- Born: August 20, 1922 Utmanzai, Charsadda, North-West Frontier Province, British India, now Khyber Pakhtunkhwa, Pakistan
- Died: February 19, 1997 (aged 74)
- Education: Peshawar University
- Alma mater: University of Oxford
- Occupation: Educationist Reformer
- Relatives: Abdul Ghaffar Khan (father); Abdul Wali Khan (brother); Abdul Ghani Khan (brother);

= Abdul Ali Khan =

Pakistani educationist (1922–1997)

Khan Abdul Ali Khan (خان عبدالعلي خان; 20 August 1922 – 19 February 1997) was a Pakistani educationist, former Principal of Islamia College Peshawar, The FazleHaq College Mardan, Aitchison College, former Vice Chancellor of Peshawar University, Gomal University and former Education Secretary of NWFP.

== Biography ==
Born into a political family, Abdul Ali Khan was the youngest son of Abdul Ghaffar Khan (Bacha Khan).

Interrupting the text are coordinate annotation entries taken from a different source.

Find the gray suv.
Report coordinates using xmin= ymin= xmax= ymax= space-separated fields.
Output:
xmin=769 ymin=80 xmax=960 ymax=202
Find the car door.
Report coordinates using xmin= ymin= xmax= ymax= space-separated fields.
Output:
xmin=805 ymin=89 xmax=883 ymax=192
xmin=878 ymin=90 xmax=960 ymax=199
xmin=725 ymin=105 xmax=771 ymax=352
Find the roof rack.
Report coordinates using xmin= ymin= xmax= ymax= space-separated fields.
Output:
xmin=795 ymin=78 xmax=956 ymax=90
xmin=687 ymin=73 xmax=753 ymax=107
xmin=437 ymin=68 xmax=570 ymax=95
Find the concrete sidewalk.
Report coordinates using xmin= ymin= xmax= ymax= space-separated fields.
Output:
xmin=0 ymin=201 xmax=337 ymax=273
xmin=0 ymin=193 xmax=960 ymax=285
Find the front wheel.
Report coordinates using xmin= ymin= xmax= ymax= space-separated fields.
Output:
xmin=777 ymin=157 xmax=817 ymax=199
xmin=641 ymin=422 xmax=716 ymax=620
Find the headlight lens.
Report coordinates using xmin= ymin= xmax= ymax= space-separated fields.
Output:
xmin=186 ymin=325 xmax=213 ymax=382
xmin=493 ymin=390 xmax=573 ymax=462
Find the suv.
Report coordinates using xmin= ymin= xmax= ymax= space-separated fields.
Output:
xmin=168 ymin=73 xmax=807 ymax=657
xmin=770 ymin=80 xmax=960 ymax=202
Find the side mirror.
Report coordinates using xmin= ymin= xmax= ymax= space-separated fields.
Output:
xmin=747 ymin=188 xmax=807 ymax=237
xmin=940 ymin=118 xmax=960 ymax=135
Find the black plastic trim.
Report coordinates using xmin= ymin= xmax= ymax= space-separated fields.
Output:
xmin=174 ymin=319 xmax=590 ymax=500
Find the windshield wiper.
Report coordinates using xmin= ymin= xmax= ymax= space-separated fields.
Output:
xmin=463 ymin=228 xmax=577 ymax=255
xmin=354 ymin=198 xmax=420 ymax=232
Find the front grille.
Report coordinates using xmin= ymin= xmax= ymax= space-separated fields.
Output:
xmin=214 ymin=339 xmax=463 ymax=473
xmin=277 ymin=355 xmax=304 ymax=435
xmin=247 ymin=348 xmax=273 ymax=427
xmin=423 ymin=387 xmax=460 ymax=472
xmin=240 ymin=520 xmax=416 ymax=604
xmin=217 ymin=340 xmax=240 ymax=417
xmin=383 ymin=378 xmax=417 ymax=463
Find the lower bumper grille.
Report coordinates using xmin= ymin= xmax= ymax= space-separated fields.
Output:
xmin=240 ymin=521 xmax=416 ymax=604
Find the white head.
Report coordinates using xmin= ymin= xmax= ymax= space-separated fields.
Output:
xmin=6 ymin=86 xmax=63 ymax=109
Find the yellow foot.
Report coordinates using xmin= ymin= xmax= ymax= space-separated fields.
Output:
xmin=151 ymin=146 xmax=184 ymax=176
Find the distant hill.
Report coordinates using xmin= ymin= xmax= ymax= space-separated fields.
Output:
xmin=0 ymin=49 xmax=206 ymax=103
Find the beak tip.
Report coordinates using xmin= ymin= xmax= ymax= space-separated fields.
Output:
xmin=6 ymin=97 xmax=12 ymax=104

He remained apolitical in his whole life. He was educated in Colonel Brown Cambridge School in Dehradun and completed his bachelor's degree from Peshawar University, before travelling to England to complete his postgraduate studies from the University of Oxford. He returned to Peshawar where he worked as a lecturer in history in Islamia College Peshawar. He subsequently served as Principal of Government college of Mianwali and Sargodha and was the principal of the elite Aitchison College Lahore from 1962 to 1970 before being appointed secretary education (1970–1972) in the North-West Frontier Province. He was then appointed Vice-Chancellor of Peshawar University and Gomal University. Eventually moving on to serve as Education secretary again before being appointed Principal of the newly established Fazle Haq College Mardan. He was a recipient of the Sitara-e-Imtiaz in 1997. He died in 1997 following a myocardial infarction.